Editorial

With rising popular concern, global climate discourse may well change

| Updated on September 29, 2019 Published on September 29, 2019

We need renewables, more forests and super efficient appliances and buildings, accompanied by resource sharing mechanisms from the global North to the South

It was amidst unprecedented public protests the world over — from Europe to Australia and New Zealand and finally India’s schoolchildren — that the UN Climate Summit held last week pressed world leaders to augment their Paris accord commitments. The urgency to go beyond the Paris accord has been driven home by the experience of the last four years — “the hottest on record, and winter temperatures in the Arctic have risen by three degrees Celsius since 1990”, according to the UN website on the summit. But notably, with the possible exception of India, major emitters have failed to rise to the occasion.
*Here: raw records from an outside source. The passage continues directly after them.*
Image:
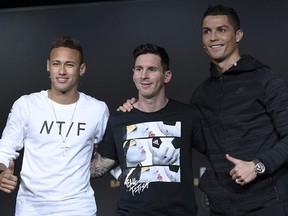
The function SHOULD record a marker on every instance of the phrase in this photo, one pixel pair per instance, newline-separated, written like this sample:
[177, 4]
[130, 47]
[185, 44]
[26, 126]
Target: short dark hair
[153, 49]
[69, 42]
[223, 10]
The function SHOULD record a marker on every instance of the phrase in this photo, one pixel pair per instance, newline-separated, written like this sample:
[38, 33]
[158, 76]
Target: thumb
[11, 166]
[232, 159]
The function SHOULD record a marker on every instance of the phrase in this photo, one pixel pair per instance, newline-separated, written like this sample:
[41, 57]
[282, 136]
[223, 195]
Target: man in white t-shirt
[57, 128]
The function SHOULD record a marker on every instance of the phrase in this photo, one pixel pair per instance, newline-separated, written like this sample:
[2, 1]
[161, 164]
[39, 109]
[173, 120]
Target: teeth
[215, 46]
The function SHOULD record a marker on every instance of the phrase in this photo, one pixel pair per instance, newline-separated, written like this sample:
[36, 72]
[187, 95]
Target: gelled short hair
[153, 49]
[214, 10]
[69, 42]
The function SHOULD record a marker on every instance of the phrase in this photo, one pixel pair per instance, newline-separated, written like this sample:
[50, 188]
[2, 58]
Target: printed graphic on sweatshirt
[152, 152]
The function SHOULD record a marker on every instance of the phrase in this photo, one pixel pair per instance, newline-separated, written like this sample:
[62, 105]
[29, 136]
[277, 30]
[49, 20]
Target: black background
[109, 31]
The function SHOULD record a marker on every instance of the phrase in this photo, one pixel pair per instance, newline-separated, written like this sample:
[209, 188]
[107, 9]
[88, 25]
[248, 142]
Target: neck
[151, 104]
[228, 63]
[63, 98]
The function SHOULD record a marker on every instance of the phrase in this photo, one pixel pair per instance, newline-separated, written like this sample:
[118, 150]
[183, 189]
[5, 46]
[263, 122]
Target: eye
[55, 64]
[137, 69]
[70, 65]
[205, 31]
[222, 30]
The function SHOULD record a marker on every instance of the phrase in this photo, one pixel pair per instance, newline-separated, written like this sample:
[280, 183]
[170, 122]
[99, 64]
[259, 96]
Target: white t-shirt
[54, 174]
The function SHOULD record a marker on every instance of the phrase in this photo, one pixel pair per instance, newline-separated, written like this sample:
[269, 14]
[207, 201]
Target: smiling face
[220, 40]
[64, 68]
[149, 76]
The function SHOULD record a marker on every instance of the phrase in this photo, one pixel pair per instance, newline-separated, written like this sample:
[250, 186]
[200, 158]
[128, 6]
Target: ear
[82, 69]
[239, 35]
[167, 76]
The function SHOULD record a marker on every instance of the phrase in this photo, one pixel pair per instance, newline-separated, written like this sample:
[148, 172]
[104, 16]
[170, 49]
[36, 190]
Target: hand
[8, 181]
[243, 171]
[128, 105]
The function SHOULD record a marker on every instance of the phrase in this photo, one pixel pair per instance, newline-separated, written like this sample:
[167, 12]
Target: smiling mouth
[215, 46]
India’s emissions curtailment plan, led by its push for renewables and electric vehicles, is in line with reducing world temperature rise to 2 degrees centigrade, whereas China, the US and the European Union (the top three in terms of total emissions) need to do much more to get there. There can be no denying that, in view of the principles of equity and climate justice, the developed world must bear the brunt of reducing “greenhouse gas emissions by 45 per cent over the next decade and to net zero emissions by 2050.” They have ‘developed’ their economic standards by accounting for the bulk of the global stock of carbon emissions in the atmosphere and must cough up the money and the technology, which they possess, for reducing emissions across the world.

As the world readies for the climate ministerial at Chile in December, the US, the EU and China will be under considerable pressure to offer something extra. The EU grandstanding on this subject — notably led by Germany — has not been matched by action on the ground. Coal remains in favour, more so after the shutdown of nuclear facilities after the Fukushima accident in 2011. The solar wave has stalled in Germany, for a variety of reasons. China’s renewables and EV push has been significant but its reliance on coal continues. As for options, the developed world has been stingy in putting money into the Green Climate Fund. Carbon credit markets have flopped in the absence of a mandatory framework for meeting emission reduction targets, and with it fines for missing them. But a new paradigm may emerge, as young people the world over, with Greta Thunberg lending them a voice, visualise a grim future.

We need renewables, more forests and super efficient appliances and buildings, accompanied by resource sharing mechanisms from the global North to the South. India’s efforts in reducing emissions’ intensity of growth need to be accompanied by steps to enhance its green cover. The International Union for Conservation of Nature points out that one third of carbon dioxide released by burning fossil fuels is absorbed by forests every year. Besides, 12 per cent of global emissions accrues from deforestation and degradation. Action here can be local as well as global.